[9.171][BUG]AD Group Sync Fails

Not sure which log to grab and post, but I've configured a pair of AD servers as authentication sources (within the same domain). Both are local to the UTM. I've also configured group membership sync.

About every 2 hours I get the following alert:

There was an error synchronizing subscribed groups. The Sophos UTM will
continue to operate with a locally cached copy of the data but will be
unable to update from Directory Services until the issue is resolved.

Error was:
failed to run samba command on ACTIVE.DIRECTORY, exiting now

--
System Uptime      : 1 day 2 hours 51 minutes
System Load        : 0.83
System Version     : Sophos UTM 9.171-2

Please refer to the manual for detailed instructions.

I believe I can force the error if I go to Definitions & Users > Authentication Services > Advanced > Active Directory Group Membership Synchronization > Synchronize Now.

If someone can suggest logs / config data to post to diagnose, I'm more than happy to do so.
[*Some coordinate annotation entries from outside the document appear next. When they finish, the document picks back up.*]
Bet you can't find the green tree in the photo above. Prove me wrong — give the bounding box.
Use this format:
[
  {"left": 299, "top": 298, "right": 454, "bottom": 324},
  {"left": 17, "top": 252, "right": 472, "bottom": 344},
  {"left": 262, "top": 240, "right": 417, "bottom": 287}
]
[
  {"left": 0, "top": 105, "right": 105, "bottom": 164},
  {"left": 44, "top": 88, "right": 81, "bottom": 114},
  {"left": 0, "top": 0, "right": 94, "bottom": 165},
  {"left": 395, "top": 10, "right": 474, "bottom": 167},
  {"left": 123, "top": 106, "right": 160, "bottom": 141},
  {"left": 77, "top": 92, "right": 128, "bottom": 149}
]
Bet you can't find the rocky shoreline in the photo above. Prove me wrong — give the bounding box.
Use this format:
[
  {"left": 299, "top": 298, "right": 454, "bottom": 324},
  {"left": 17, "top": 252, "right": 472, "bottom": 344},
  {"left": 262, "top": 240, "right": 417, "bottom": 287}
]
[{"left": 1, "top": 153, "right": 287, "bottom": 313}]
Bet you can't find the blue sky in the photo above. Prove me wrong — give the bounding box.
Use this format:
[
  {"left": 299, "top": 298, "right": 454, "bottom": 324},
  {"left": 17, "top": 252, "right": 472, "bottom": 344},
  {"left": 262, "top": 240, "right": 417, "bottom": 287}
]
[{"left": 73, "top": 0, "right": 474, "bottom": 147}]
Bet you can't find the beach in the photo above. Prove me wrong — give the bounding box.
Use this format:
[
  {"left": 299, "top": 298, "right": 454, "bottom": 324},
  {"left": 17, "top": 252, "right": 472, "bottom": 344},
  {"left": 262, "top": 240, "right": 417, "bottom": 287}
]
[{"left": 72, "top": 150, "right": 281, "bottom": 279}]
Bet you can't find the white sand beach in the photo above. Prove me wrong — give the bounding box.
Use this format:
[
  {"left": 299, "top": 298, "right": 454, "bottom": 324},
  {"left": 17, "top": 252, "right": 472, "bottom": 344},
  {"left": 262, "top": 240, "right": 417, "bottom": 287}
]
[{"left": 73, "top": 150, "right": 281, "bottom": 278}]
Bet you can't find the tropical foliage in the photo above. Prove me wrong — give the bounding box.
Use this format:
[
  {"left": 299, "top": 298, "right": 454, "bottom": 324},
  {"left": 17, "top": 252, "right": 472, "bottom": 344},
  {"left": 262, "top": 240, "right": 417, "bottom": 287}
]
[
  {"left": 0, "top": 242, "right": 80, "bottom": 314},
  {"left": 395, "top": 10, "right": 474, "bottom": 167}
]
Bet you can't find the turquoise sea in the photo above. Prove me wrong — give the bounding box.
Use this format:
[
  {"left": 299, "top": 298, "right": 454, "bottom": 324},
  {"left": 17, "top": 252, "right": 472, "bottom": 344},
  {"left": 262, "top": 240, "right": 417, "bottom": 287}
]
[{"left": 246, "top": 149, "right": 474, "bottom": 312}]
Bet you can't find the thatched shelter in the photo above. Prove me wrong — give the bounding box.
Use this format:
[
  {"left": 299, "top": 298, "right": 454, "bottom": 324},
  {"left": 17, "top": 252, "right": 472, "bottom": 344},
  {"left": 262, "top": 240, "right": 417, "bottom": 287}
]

0 Tinkerbell over 11 years ago

Hi there,

Can you please provide the fallback.log?

Also did you get the errors via a notification mail?
We tried to reproduce it with the steps you mentioned but without success.
What happens in your case if you go to Definitions & Users > Authentication Services > Advanced > Active Directory Group Membership Synchronization > Synchronize Now. Is the error also thrown in frontend (webadmin)?
Thanks,
Bianca
Cancel
Vote Up 0 Vote Down

Sign in to reply

Verify Answer

Cancel
0 DavidRa over 11 years ago in reply to Tinkerbell

Thanks for the update. I'll post fallback.log tonight (approx now+9h).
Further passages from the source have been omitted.